Foster kids would be removed from cells in Sacramento County if new lawsuit prevails

The relative of a foster child allegedly being housed in a cell is suing Sacramento County, seeking a court order that would force the county to remove all children from the facility.

The lawsuit, filed last week in Sacramento Superior Court by NAACP Sacramento President Betty Williams, alleges that while her 14-year-old relative was under the care of the county, she was preyed upon by a pimp and forced into sex work.

The county has been housing foster children in a former juvenile detention facility in Rosemont for more than six months, despite receiving state letters requiring them to be removed. A September letter to the county from the California Department of Social Services Foster Care ombudsperson Larry Fluharty stated the county is housing teenagers in “jail-like” cells, containing metal bunk beds, and metal toilets covered with wood. The environment could “retraumatize” youth and make them feel “physically and psychologically unsafe,” he wrote.

The county declined comment on the lawsuit because it does not comment on pending litigation, said Samantha Mott, a county spokeswoman.

In December 2021, the girl, who is unnamed in the lawsuit because she is a minor, ran away from home, the lawsuit alleges. After about two days, police returned her to the house, and contacted the county’s Child Protective Services. Social workers then removed her from the house and moved her into an office building, where the county was housing foster children before the detention facility. While there, she attempted suicide, and was returned home.

The girl allegedly tried to run away from school in March 2022, and the county again removed her from her home and housed her in the office building. That’s where she met a pimp, who entered the building and forced her into sex work, the lawsuit alleges. The county at one point sent her to a group home in Bakersfield, where the pimp followed her, then back to the office building, where she continued to be trafficked, the lawsuit alleges.

In August the county moved the girl and the other foster children from the office building to a nearby former juvenile detention facility called the Warren E. Thornton Center (WET), on Branch Center Road. She still frequently goes missing and is under control of the pimp, the lawsuit alleges.

The lawsuit alleges the county violated state laws, including failure to investigate continued reports of sexual abuse, failure to keep a record of all the reports received, failure to properly train employees, and failure to place a so-called 300 hold on the girl.

Before the county removed the girl from her father’s house, she had been a cheerleader making straight As, Williams said. Now she hardly ever goes to school and has failing grades.

“My heart breaks every day,” Williams said. “It’s almost like a slow death. Watching the potential of this flaming light just leave the body. It’s something that I think about every day, every night when I go to bed and every time I get up. It’s the feeling of being hopeless. That I’m at the mercy of a system that doesn’t seem to care about our children.”

The girl told Williams the facility felt like a jail, she said.

“You take a child who’s been ripped from her family and stuck her in a jail cell,” said Robert Thompson, Williams’ lawyer. “(The county) should’ve been working on a plan for years. Other counties find permanent housing solutions, whether building something from the ground up or finding some sort of facility to house these children and properly supervise them. This is their job.”

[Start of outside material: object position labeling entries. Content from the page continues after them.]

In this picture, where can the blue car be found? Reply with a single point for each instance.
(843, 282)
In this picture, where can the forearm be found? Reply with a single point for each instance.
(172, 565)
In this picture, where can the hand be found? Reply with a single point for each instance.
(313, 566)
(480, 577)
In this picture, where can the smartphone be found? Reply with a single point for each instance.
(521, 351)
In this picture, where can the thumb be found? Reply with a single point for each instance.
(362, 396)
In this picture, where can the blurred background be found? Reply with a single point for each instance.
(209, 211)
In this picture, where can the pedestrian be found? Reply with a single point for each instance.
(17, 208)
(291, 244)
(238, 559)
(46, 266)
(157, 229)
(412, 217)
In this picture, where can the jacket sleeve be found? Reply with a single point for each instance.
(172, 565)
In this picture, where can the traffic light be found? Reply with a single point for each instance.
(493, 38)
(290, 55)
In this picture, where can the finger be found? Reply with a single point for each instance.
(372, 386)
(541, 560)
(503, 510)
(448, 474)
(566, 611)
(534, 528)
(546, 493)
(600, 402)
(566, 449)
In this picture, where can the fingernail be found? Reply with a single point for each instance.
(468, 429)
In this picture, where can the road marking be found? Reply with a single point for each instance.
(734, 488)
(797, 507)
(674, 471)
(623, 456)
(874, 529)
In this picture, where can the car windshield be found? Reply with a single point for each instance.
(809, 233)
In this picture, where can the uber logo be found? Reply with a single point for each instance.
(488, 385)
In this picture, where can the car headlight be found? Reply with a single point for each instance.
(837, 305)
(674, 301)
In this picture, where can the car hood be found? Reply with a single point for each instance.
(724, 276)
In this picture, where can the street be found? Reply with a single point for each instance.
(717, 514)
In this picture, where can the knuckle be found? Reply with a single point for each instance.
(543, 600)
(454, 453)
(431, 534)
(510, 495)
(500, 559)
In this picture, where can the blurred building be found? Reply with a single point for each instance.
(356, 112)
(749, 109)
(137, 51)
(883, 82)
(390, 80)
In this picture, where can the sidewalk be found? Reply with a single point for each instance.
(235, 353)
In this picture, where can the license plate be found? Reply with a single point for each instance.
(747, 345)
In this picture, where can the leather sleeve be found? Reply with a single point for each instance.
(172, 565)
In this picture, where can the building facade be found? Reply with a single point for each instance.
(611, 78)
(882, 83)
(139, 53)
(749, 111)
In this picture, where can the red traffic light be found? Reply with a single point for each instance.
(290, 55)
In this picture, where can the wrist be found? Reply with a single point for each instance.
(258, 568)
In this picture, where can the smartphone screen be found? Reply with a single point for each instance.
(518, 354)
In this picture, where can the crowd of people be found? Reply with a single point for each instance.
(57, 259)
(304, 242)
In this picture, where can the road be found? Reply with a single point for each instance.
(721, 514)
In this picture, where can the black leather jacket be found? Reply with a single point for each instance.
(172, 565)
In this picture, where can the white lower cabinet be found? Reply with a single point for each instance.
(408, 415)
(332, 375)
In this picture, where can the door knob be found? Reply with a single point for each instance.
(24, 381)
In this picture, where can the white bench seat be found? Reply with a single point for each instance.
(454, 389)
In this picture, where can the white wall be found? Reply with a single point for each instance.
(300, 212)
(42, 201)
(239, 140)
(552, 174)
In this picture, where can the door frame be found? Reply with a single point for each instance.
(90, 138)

Most facilities for foster children are in residential neighborhoods, where it’s harder for pimps to wait outside, Thompson said. The WET center is in an industrial area surrounded by public parking lots.

The county has applied for a state license to keep the children at the WET center. It has not yet received it yet. The county has also issued a request for proposals seeking providers to operate a so-called temporary shelter care facility for foster children on Feb. 10. It has not yet signed a contract.